A lot of people say “I want to try male chastity“But I have no idea what they really mean.

This is a mistake, because once you start having The Conversation, your partner will ask questions like, “so… what exactly do you want?“. This is even plus probably once they start looking at all the information you’ve amassed (and you amassed it, haven’t you?).

OK, with all that in mind, how do you get started?

Well… as with all things, there is more than one way to do it.

But more important than what you say, in many ways, is when you say it.

So choose your moment. If you wait until she’s at her most tech-savvy time of the month and bring it up ten minutes before your mom is home for dinner, or if she’s picking the kids up from school, then don’t blame me if they bite your head off. .

It’s much better to do something romantic and make sure you’re both relaxed and in a good mood, for example having dinner with a little wine (not too much, because alcohol reduces your ability to make sound decisions and you’re both likely to make bad decisions). emotional decisions instead of logical one is). Or maybe watch a romantic movie or something that puts you both in a more sexual mood (the movie “9 1/2 weeks“could be a good option).

The important thing is to “drive” everything subtly. There is also a funny story that I need to share with you about this.

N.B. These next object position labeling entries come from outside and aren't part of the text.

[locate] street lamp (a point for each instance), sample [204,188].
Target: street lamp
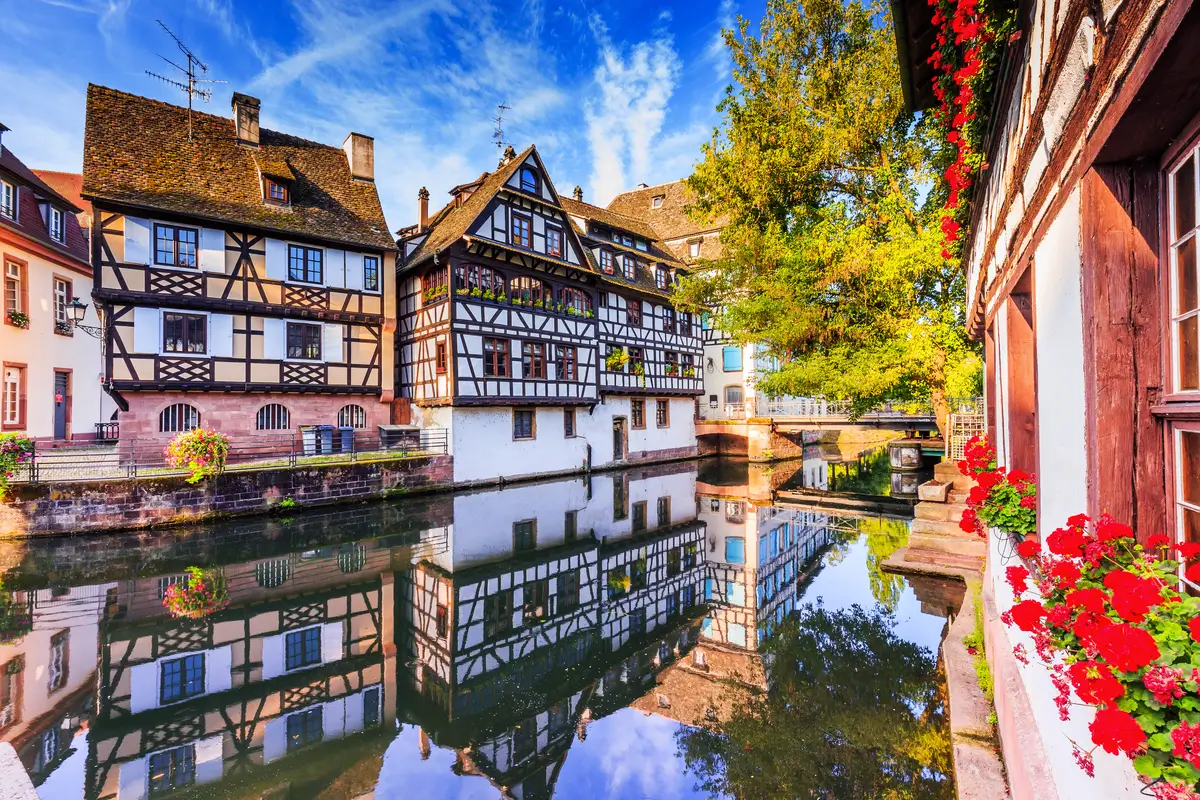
[78,311]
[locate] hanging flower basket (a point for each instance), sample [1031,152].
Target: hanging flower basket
[203,594]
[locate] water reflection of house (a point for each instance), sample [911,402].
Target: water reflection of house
[48,675]
[304,654]
[508,638]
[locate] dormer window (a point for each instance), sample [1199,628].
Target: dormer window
[277,191]
[528,180]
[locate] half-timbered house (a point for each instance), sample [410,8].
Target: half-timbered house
[505,328]
[303,655]
[245,275]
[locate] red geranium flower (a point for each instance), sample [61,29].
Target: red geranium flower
[1095,684]
[1116,732]
[1126,647]
[1027,615]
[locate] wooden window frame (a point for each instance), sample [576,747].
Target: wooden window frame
[498,359]
[533,423]
[22,396]
[526,241]
[175,241]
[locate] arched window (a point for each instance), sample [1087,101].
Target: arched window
[352,416]
[473,276]
[575,301]
[528,180]
[179,417]
[528,292]
[273,416]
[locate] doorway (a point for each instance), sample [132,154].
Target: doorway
[618,438]
[61,403]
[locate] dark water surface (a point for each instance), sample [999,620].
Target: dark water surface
[663,632]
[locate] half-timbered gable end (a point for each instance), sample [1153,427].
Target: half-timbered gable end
[243,260]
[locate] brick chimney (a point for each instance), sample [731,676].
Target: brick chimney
[423,209]
[245,116]
[360,151]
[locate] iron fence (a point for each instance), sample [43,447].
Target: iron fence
[147,457]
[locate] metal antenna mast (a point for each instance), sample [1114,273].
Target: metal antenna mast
[498,134]
[191,89]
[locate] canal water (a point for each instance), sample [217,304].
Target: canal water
[661,632]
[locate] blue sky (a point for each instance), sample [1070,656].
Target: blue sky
[612,92]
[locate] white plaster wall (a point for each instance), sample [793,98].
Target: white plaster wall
[1062,456]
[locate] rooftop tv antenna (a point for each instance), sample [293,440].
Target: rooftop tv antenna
[191,88]
[498,134]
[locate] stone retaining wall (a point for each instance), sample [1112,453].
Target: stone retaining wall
[141,503]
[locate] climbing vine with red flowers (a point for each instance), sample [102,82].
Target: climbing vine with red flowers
[966,54]
[1114,630]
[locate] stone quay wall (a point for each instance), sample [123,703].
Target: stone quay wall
[142,503]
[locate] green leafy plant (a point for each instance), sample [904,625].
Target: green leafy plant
[201,451]
[16,450]
[202,594]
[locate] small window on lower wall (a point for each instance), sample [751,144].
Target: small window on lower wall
[523,423]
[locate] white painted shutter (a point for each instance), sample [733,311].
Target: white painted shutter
[354,271]
[147,337]
[275,739]
[211,250]
[274,338]
[210,759]
[331,347]
[335,269]
[333,719]
[131,780]
[144,687]
[221,335]
[276,259]
[273,656]
[137,241]
[331,648]
[219,669]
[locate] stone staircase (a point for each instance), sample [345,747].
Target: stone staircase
[936,539]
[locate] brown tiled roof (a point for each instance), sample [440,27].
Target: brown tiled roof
[671,220]
[29,218]
[136,152]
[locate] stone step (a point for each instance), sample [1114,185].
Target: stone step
[975,547]
[941,511]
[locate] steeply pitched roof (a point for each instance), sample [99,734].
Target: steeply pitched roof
[29,220]
[136,152]
[670,220]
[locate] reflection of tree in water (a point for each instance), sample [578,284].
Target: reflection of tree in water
[851,711]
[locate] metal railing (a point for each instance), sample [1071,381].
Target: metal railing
[147,457]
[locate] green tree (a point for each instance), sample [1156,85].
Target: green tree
[832,256]
[850,710]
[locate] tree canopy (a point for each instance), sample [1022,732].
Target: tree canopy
[832,256]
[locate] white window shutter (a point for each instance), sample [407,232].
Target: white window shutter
[331,347]
[354,271]
[275,739]
[143,687]
[147,337]
[211,250]
[210,758]
[221,335]
[335,268]
[276,259]
[274,335]
[137,241]
[273,656]
[331,648]
[219,669]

Do not overdo it, but spend a few days before it to be especially attentive and affectionate. If you are a man whose be overtly sexual We women hate that. We find it hard to separate love from sex, so if we get the feeling that you’re just being nice by having sex with us, then it’s a real turn off because it makes us feel cheap.

But if you’re a woman, being sexual, flirtatious, and somewhat playful is a good idea. Remember, men and women come at this from different angles. If you, as a woman, give him the impression that you are trying to deny him his orgasm and make him do all the housework, unless he really is a submissive man, don’t be surprised by a cold reception.

Once you’re in a frame of mind where you think you might at least get some positive reception, it’s time to spit it out. So to speak. It’s hard, because there is no easy way to do this. At some point you have to say the words, and once said, you can’t take it back.

If you’re too cautious and shy…he or she might be excited about the idea, but perceive your they’re not… so maybe they both really want it, but they’ll both be too scared to say it. On the other hand, if you’re too direct… you might scare her off.

Now, this is just the first part of the one-two.

The second part (and that’s why I suggested putting your partner in a romantic and sexy mood)… I’ll share it with you in another article and reveal a way to take on the idea of ​​male chastity easily and naturally. . and actually put it into practice.